# Sausage Tree



## Trithor (Oct 1, 2013)

The first rains have fallen at the farm and the transformation is incredible. In a matter of days trees start to bloom and leaf over, non more spectacular than Kegelia Africana or Sausage tree. The tree is a hive of activity with birds catching insects, insects sipping nectar and sunbirds flitting from bloom to bloom. Of course you don't want to be parking your car under the tree either, as when the 15kg seed pods/fruits drop, they cause significant dents.


Uploaded with ImageShack.com


Uploaded with ImageShack.com


Uploaded with ImageShack.com


----------



## NYEric (Oct 1, 2013)

Very interesting. thanks for sharing.


----------



## Erythrone (Oct 1, 2013)

Stunning!


----------



## SlipperKing (Oct 1, 2013)

Interesting how the flowers hang down


----------



## SlipperFan (Oct 1, 2013)

Cool tree and flowers.


----------



## abax (Oct 2, 2013)

WOW and woohoo! Africa is chock full of amazing and delightful flora and
fauna. That large oval thing is one seed or full of smaller seeds? This tree
just beats the hell out of the huge white oak that is shelling our house!

I gotta ask where the common name "sausage" came from.


----------



## JeanLux (Oct 2, 2013)

Most impressive !!!! Jean


----------



## Trithor (Oct 2, 2013)

abax said:


> WOW and woohoo! Africa is chock full of amazing and delightful flora and
> fauna. That large oval thing is one seed or full of smaller seeds? This tree
> just beats the hell out of the huge white oak that is shelling our house!
> 
> I gotta ask where the common name "sausage" came from.



That large oval thing is the fruit. It is still a small tree, so the fruits are still small, as the tree gets older the fruits get larger and more elongated and look like giant sausages.

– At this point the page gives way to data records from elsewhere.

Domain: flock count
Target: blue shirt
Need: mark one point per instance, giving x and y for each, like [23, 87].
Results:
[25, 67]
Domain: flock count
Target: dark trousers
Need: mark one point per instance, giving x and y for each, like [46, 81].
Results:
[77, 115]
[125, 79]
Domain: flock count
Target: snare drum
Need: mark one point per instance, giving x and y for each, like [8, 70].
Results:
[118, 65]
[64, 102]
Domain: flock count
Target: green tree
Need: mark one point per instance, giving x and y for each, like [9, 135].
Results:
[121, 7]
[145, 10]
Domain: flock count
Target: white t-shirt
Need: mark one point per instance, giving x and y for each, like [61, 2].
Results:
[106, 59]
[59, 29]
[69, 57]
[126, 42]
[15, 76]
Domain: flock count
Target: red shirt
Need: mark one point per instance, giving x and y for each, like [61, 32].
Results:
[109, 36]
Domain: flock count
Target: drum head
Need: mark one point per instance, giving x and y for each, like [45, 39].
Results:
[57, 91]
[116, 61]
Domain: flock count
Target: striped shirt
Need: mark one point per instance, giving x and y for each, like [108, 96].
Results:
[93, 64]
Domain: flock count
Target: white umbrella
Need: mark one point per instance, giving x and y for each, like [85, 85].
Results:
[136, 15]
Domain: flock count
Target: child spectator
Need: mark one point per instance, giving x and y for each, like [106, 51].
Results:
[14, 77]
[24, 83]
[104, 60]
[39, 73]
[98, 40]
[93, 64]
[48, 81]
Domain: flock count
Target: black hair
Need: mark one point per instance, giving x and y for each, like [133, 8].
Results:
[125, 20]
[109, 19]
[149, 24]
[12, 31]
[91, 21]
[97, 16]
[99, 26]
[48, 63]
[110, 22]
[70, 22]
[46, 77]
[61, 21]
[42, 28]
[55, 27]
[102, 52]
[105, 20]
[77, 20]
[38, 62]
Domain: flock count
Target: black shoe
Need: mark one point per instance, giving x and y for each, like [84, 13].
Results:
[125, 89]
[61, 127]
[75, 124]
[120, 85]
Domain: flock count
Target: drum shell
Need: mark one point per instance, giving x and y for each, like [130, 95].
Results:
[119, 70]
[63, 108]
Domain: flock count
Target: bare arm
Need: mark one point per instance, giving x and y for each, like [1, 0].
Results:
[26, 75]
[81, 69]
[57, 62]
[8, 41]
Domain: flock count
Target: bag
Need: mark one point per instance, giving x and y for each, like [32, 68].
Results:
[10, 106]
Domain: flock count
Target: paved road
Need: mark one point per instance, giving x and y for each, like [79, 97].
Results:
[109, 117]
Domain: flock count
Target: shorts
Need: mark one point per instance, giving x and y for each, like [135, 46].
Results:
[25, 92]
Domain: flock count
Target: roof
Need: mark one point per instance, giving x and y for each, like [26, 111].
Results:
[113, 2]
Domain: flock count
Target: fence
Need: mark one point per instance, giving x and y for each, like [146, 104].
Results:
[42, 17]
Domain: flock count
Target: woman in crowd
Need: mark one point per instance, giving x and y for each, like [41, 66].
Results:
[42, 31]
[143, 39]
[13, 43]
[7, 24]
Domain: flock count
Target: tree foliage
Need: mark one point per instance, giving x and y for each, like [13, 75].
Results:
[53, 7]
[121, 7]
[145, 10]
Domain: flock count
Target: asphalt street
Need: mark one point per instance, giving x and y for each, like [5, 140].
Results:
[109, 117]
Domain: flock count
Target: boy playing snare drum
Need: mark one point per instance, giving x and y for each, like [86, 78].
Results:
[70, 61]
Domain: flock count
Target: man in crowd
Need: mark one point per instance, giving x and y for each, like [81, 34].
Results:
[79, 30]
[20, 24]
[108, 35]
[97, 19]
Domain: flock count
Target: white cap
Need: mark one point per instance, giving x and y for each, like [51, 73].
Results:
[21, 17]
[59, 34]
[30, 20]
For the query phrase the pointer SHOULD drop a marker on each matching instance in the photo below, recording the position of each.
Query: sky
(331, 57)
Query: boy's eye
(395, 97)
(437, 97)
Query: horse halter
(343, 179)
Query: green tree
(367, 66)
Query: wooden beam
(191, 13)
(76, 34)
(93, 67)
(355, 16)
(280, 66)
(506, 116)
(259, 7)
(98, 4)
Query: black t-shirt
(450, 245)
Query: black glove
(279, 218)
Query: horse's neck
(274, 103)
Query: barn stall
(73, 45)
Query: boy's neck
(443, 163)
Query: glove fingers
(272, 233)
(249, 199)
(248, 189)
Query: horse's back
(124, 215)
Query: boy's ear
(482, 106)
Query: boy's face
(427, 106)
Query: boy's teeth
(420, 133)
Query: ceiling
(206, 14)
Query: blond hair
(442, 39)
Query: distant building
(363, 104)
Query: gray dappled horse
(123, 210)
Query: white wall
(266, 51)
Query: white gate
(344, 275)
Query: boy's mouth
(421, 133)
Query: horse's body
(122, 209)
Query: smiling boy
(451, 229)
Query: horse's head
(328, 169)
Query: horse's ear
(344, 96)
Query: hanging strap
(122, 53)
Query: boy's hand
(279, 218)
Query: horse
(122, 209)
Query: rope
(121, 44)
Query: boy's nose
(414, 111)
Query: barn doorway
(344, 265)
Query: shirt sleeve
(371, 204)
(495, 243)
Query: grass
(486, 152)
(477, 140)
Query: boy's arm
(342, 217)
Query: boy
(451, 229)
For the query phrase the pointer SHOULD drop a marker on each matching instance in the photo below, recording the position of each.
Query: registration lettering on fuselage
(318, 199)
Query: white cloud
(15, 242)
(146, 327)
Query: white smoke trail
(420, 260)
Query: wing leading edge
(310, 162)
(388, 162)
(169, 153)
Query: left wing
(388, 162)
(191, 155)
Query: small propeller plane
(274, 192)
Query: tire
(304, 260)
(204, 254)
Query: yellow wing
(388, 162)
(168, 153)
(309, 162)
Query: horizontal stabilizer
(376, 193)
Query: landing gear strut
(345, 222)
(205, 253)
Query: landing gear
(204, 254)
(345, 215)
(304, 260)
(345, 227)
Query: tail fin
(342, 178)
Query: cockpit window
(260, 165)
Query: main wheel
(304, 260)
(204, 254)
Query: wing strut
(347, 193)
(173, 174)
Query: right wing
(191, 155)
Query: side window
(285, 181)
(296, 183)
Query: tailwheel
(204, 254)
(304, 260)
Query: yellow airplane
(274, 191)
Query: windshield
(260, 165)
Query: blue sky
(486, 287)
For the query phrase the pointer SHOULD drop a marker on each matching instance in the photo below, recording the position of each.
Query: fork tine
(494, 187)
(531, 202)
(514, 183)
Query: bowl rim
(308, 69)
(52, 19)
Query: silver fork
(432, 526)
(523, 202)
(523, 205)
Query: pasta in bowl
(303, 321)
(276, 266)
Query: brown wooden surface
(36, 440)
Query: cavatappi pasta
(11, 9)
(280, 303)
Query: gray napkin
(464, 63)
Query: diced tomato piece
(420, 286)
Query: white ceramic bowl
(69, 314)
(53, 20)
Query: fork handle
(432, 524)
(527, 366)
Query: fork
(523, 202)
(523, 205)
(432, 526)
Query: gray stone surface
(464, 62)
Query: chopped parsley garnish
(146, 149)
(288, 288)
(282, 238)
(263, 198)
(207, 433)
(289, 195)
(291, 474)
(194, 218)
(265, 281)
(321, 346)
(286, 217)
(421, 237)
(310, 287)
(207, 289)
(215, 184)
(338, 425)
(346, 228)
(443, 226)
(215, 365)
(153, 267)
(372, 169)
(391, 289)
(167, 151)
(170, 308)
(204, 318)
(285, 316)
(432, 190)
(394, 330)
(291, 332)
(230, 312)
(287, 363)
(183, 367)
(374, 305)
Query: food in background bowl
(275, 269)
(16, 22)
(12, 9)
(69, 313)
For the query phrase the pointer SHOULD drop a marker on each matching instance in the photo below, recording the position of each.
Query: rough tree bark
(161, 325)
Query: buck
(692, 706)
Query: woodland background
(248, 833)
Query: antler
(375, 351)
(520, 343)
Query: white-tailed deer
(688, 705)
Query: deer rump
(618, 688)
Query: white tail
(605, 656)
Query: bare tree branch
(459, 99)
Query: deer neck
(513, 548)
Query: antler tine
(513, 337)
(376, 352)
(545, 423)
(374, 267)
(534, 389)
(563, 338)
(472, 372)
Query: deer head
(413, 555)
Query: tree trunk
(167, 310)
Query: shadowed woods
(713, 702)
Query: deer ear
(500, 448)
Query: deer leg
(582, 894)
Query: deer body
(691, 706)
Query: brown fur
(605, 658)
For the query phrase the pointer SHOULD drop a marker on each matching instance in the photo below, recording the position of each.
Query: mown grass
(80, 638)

A fruit of 15kg plus is pretty average, and dropping from 20meters make a proper thud when they hit the ground. 
The fruits are poisonous, but one would assume that something must eat it, but none of the animals on my farm seem to try them.


----------



## Dido (Oct 2, 2013)

nice flower and big fruits, 

do they have interesting ingredients I am always looking for new raw material to sell


----------



## eds (Oct 2, 2013)

Trithor said:


> The fruits are poisonous, but one would assume that something must eat it, but none of the animals on my farm seem to try them.



They're supposed to be a favourite food of hippos!


----------



## Trithor (Oct 2, 2013)

No hippo where I am 
Dido, I am quite happy to send you a fruit if you think you can get it into hometown


----------



## Secundino (Oct 2, 2013)

There is one of these gorgeous trees in the neighborhood flowering, too, but I didn't know the sausages were poisonous. The tree is nearby a children playground!


----------



## Dido (Oct 2, 2013)

Only interested if it would have interesting ingredients 
do you know anything over it, could not really find something


----------



## KyushuCalanthe (Oct 2, 2013)

Ah man, I was hope for real sausages on a tree :rollhappy:

Neat tree to be sure. I remember seeing my first one in south Florida growing along the Tamiami Trail deep in the everglades when I was a kid. It would be cool for you to post pics of them as well - they're a hoot!


----------



## paphioboy (Oct 5, 2013)

Interesting tree...


----------